Charles IX et le muguet du 1er mai

Charles-IXSacré Charles IX. Si l’enfant roi avait couché ses souvenirs de jeune souverain sur un parchemin, la tradition du muguet du 1 er mai serait établie une bonne fois pour toutes. Or là, l’histoire (ou la légende) a une version couramment admise mais aussi une ribambelle de variantes à y faire perdre son latin à plus d’un Médicis.

Pour Claude Paulin, le président de l’office de tourisme de Saint-Paul-Trois-Châteaux en Drôme provençale, l’affaire est pourtant limpide comme de l’eau de roche. En 1564, Catherine de Médicis, partie en Provence rabibocher catholiques et protestants avant l’Édit de Nantes, fait halte en Tricastin. Indésirable à Suze-la-Rousse, elle passe la nuit à Saint-Paul chez le chevalier de Girard de Maisonforte qui lui offre une magnifique brassée de muguet de son jardin. Grâce à l’opération du Saint-Esprit qui épargne aux fleurs les affres du trajet de retour vers le château de Fontainebleau, elle remet intact le bouquet au roi Charles IX. Malgré son jeune âge, sa majesté n’a que 14 ans, le roi est rompu aux bonnes manières. Il fait sur le champ une distribution généreuse des brins de muguet aux galantes de sa cour et décide “qu’il en sera ainsi” chaque 1 er mai.

Et voilà pourquoi depuis la Renaissance malgré quelques chaos historiques par la suite, le muguet est si intimement lié au 1 er mai pour le plus grand bonheur de celles qui en reçoivent et… des vendeurs à la sauvette. Claude Paulin qui bien des siècles plus tard fit de l’hôtel du chevalier de Girard un restaurant réputé est pourtant habité par un regret : “Qu’aucun historien ne se soit penché sérieusement sur cette histoire”. “Sire, que ce muguet tricastin vous porte bonheur”

Pourtant cette belle histoire qui fait du Tricastin le berceau d’une des plus solides traditions de France connaît tant de versions que les sceptiques trouveront toujours matière à chipoter.

L’une de variantes reprend les mêmes héros mais situe l’intrigue en 1566, soit deux ans plus tard que “l’histoire officielle”. Louis de Girard de Maisonforte est mandaté par Catherine de Médicis pour une mission de bons offices en Italie. Sur le chemin du retour plutôt que d’aller rendre compte dare-dare au roi, il fait le crochet par Saint-Paul-Trois-Châteaux. Craignant d’arriver les mains vides à la cour, il cueille un bouquet de muguet qui lui aussi supportera miraculeusement le voyage jusqu’à Fontainebleau. Devant le roi le chevalier aura ces mots : “Sire, que ce muguet tricastin vous porte bonheur”. À cet instant, le roi partage brins et clochettes blanches avec les dames de la cour et donne le top départ à une tradition séculaire.

Une tradition qui trouvera sa traduction légale à la Révolution lorsque le conventionnel Paillan, lui aussi natif de Saint-Paul-Trois-Châteaux, autorisera la vente libre du muguet sur la voie publique.

Comme pour conserver une part de mystère à cette histoire, certains prétendent qu’en réalité tout se noua à Saint-Paul même.
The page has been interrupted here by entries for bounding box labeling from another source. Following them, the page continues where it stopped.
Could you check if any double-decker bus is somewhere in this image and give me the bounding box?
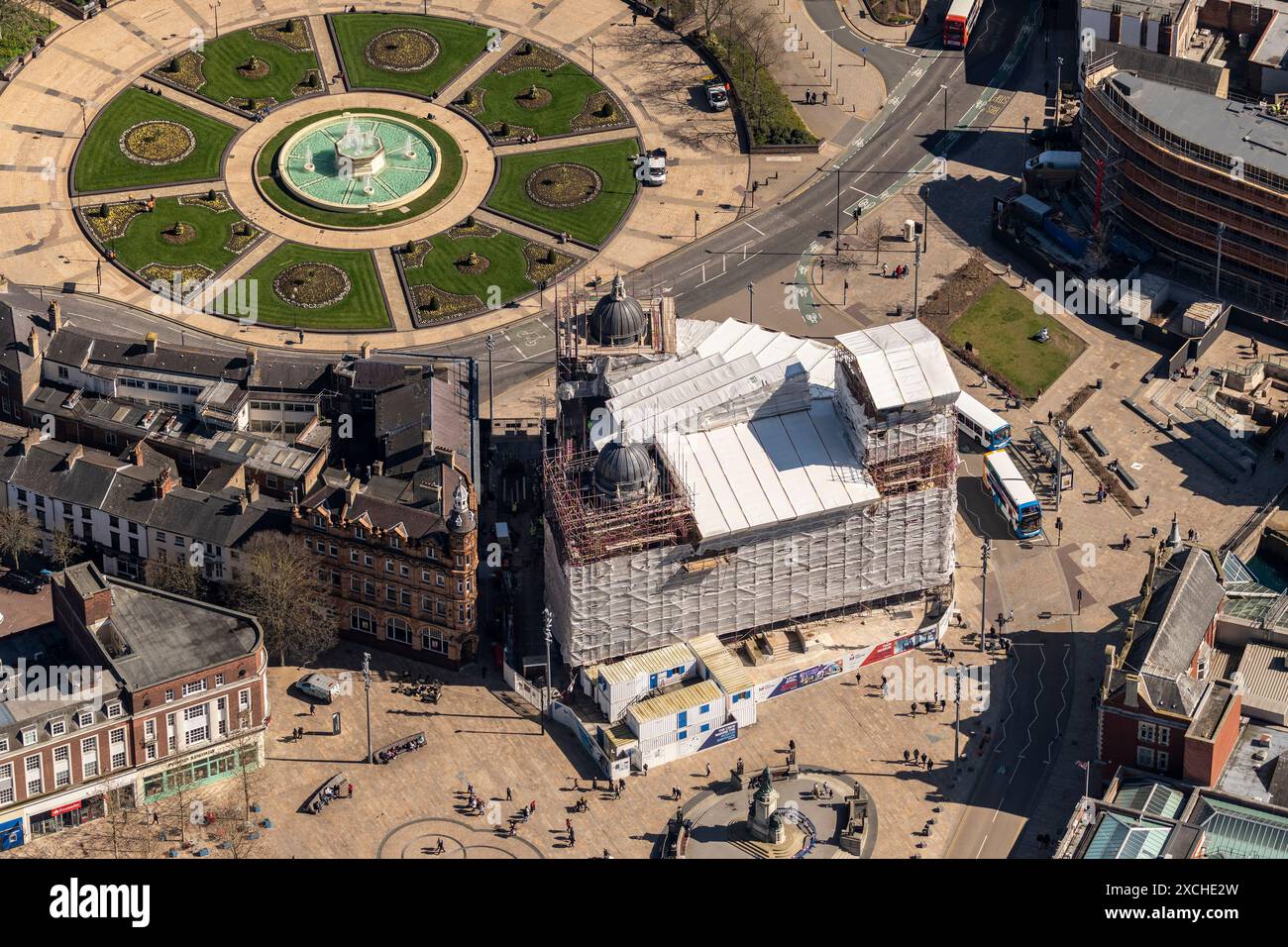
[944,0,984,49]
[957,391,1012,451]
[984,451,1042,540]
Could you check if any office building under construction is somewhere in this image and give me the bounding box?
[545,279,960,666]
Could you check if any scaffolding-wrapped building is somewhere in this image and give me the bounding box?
[545,303,960,666]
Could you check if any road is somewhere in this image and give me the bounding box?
[945,454,1074,858]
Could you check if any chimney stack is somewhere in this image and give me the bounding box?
[152,468,174,500]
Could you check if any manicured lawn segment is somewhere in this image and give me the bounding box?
[330,13,488,97]
[74,89,237,192]
[0,3,58,69]
[86,194,259,280]
[213,244,389,329]
[255,108,465,227]
[467,44,625,138]
[948,281,1087,398]
[394,222,576,321]
[150,20,326,111]
[486,138,640,246]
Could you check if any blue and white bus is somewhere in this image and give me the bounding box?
[984,451,1042,540]
[957,391,1012,451]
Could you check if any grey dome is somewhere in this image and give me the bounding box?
[588,274,648,346]
[593,441,657,501]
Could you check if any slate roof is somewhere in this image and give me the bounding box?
[1121,548,1225,715]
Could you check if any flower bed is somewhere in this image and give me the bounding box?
[364,29,438,72]
[273,263,353,309]
[120,120,197,167]
[250,17,312,53]
[524,162,604,207]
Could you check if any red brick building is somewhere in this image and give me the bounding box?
[291,459,478,668]
[1098,546,1241,786]
[0,563,268,848]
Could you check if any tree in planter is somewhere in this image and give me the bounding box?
[236,532,338,664]
[0,507,40,570]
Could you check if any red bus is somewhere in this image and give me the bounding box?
[944,0,984,49]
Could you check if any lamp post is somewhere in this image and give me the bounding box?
[979,536,993,651]
[1055,417,1064,513]
[362,651,374,763]
[486,333,496,436]
[541,608,555,736]
[1216,222,1225,299]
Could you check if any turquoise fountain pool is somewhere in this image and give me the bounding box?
[277,112,439,211]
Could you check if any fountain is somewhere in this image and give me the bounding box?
[277,112,439,211]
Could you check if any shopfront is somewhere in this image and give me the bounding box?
[31,795,107,835]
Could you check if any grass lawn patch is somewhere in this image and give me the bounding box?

La Reine-mère Catherine de Médicis revenait de Provence où elle était allée lire dans le marc de café chez son astrologue Nostradamus.

Le hasard et Nostradamus faisant bien les choses, c’est lors d’une pause en Tricastin qu’on lui offrit du muguet qu’elle s’empressa de remettre au roi. Partageux comme pas deux, Charles IX le distribua à la cantonade et du haut de son autorité royale ordonna que le même geste soit répliqué chaque 1 er mai… Sus à l’églantine

Les jaloux ont du mal à avaler cette légende qui fait à leurs yeux la part trop belle à la Drôme provençale. Ces grincheux affirment que le muguet du 1 er mai a éclos à la boutonnière du chansonnier Mayol en 1895. Le père de “Viens poupoule” portait un brin de la fleur porte-bonheur lorsqu’il rencontra le 1 er mai sa chère et tendre Jenny Cook.

En 1941 Pétain lui vit dans le muguet une fleur politiquement correcte. Il profita d’instaurer officiellement la “fête du travail et de la concorde sociale” le 1 er mai pour installer le muguet en lieu et place de l’églantine rouge qui avait cours jusque-là et dont la couleur était associée à la gauche. Charles IX et Catherine de Médicis pouvaient alors dormir en paix, les choses étaient rentrées dans l’ordre.